Vorn eine Theaterkritik aus dem Jahr 1919, am Ende ein im Mai 1957 verfasster Brief an Heinrich von Brentano, den damaligen Außenminister der Bundesrepublik, der Brechts späte Gedichte mit der Lyrik des NS-Heiligen Horst Wessel verglichen hatte. Dazwischen Buchempfehlungen, Betrachtungen, ein Rückblick auf die Bücherverbrennung von 1933, ein leidenschaftliches Plädoyer für Proust, Aufsätze über das Lesen und den Nutzen einer Bibliothek, ein Gruß zum 70. Geburtstag Hermann Hesses, der fünf Jahre später, 1952, seinem Freund Suhrkamp einen jungen Mann empfahl, der dann die rechte Hand des Chefs wurde und nach dessen Tod 1959 auch seinen Platz einnahm: Siegfried Unseld.

Der, wie geboren für seine Aufgabe, ist rasch die prägende Verlegerpersönlichkeit geworden. Er brachte alles mit, was einer braucht, um mit hochempfindlichen, manchmal größenwahnsinnigen Autoren, die meist nur das Eigene im Blick haben, umgehen zu können, sie auszuhalten, zu besänftigen, zu ermuntern, anzuspornen.
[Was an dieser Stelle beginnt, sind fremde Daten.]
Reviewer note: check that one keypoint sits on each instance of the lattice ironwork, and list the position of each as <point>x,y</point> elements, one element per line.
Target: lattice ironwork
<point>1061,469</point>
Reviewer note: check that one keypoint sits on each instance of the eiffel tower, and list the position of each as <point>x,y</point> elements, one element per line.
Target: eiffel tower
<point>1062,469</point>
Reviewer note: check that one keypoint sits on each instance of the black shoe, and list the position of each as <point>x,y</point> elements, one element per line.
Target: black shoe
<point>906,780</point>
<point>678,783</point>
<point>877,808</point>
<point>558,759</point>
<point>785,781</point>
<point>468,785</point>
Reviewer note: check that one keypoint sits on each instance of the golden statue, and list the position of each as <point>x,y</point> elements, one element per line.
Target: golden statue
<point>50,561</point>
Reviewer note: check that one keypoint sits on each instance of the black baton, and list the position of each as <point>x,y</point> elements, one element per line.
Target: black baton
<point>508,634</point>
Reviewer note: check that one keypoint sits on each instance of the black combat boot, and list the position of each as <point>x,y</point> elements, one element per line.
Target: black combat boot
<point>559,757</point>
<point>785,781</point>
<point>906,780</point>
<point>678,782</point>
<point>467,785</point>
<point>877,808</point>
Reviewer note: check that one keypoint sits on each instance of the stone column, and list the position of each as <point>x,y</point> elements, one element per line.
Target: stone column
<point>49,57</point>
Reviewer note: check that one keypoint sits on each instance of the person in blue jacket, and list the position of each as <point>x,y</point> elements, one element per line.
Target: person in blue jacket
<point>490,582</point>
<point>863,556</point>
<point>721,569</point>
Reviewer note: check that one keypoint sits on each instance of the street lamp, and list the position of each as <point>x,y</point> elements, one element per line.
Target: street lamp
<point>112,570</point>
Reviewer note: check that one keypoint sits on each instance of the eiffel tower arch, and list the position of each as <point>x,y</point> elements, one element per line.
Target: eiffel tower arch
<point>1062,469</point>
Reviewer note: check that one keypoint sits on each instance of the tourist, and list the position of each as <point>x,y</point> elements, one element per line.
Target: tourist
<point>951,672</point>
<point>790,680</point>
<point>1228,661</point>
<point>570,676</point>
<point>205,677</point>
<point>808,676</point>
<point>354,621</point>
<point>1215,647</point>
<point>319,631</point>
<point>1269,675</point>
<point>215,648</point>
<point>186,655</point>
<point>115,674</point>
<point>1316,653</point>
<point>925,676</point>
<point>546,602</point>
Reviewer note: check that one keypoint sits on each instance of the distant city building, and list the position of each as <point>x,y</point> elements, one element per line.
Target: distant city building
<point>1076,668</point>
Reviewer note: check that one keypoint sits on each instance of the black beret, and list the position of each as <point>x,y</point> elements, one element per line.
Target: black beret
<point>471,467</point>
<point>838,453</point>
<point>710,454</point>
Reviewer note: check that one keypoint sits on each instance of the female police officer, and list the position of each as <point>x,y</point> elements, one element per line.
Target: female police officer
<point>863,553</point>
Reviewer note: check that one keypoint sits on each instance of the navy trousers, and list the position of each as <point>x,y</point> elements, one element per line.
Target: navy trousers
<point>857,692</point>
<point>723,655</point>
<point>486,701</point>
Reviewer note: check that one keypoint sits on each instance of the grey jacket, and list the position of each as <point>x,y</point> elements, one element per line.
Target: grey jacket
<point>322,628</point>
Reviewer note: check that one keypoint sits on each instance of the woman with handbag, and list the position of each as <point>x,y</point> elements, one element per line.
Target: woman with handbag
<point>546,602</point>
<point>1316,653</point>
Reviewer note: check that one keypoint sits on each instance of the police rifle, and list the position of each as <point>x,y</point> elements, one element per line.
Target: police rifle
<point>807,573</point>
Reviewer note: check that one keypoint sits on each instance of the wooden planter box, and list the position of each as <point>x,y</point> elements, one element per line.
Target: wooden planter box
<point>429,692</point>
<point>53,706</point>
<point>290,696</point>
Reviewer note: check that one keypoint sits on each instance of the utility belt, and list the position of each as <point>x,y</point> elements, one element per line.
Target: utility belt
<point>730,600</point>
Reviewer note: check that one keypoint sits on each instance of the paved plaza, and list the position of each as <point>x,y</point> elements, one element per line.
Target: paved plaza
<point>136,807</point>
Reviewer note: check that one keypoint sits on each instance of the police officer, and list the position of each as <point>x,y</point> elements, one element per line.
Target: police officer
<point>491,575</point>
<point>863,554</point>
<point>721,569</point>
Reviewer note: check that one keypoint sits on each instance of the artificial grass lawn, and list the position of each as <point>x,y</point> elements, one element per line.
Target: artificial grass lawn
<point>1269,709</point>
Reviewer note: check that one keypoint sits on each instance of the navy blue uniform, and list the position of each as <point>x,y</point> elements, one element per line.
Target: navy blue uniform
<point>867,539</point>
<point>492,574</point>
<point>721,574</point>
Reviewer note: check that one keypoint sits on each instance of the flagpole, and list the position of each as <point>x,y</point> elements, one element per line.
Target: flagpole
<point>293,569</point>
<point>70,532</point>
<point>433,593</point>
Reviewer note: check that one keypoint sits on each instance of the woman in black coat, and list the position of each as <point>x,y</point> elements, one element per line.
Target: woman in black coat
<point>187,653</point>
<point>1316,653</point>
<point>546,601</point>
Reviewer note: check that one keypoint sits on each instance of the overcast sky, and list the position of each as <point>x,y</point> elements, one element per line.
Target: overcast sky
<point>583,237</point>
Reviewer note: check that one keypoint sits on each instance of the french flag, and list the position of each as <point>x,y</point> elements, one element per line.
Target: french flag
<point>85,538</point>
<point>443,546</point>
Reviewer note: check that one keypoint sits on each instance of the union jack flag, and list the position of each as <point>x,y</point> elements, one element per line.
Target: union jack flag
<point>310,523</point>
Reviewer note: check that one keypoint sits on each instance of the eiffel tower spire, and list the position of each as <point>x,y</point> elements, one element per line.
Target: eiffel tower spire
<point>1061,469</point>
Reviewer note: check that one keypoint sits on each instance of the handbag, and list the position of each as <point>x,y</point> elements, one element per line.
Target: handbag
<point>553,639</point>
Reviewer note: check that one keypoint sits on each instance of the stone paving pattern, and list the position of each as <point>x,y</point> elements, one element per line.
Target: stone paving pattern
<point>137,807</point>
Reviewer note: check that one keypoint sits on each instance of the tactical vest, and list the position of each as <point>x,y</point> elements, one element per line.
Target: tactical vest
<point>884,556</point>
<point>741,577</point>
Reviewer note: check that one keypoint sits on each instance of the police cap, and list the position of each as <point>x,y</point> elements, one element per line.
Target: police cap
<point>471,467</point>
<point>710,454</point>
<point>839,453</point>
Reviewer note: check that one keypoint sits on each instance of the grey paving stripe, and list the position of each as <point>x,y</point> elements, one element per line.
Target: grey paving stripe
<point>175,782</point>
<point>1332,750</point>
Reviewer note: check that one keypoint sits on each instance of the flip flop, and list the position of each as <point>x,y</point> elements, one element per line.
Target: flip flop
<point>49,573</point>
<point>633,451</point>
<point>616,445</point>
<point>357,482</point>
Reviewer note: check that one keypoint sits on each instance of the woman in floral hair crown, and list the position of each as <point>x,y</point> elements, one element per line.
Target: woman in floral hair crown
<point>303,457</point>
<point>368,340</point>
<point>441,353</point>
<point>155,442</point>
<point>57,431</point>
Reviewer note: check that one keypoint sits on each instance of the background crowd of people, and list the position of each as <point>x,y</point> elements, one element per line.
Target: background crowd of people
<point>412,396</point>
Wieviel Einfühlungsvermögen, Fingerspitzengefühl, Geduld, Geschick, Entschiedenheit da im Spiel war, illustriert jetzt die Bibliothek Suhrkamp mit einem Band, der Unselds Erfahrungen aus sechzig Jahren Verlegerdasein bündelt. Er war erst zehn Tage im Amt, als er nach Berlin fuhr, um mit Brechts Witwe Helene Weigel zu verhandeln. Das Ergebnis des Gesprächs hielt er im ausführlichen Bericht fest und machte dann diese Praxis zur Gewohnheit.

Als er 2002 starb, hatte er etwa 1500 solcher Ausflüge unternommen, mal rasche Stippvisiten, mal längere Unternehmungen, die alle sorgfältig beschrieben wurden und nur Mitarbeitern des Hauses zugänglich waren. Eine Auswahl der Protokolle hat Raimund Fellinger, der im April verstorbene Cheflektor, nun zu einer bestechenden Innenansicht der Verlagsarbeit gefügt.

Der Titel nüchtern: »Reiseberichte«. Auch die Texte, die Gespräche, Absprachen und Eindrücke festhalten, sind mitunter so schmucklos wie der Begriff, unter dem sie gesammelt wurden. Manchmal geht es lediglich um die profanen Dinge des Metiers, um Vorschusszahlungen, Honorare, Termine, Papierformate oder Auflagenhöhen. Aber selbst da ist die Handschrift eines Mannes zu erkennen, der als Chef Freund, Anreger, Planer, Finanzminister, Partner, Ermunterer und auch Seelsorger war.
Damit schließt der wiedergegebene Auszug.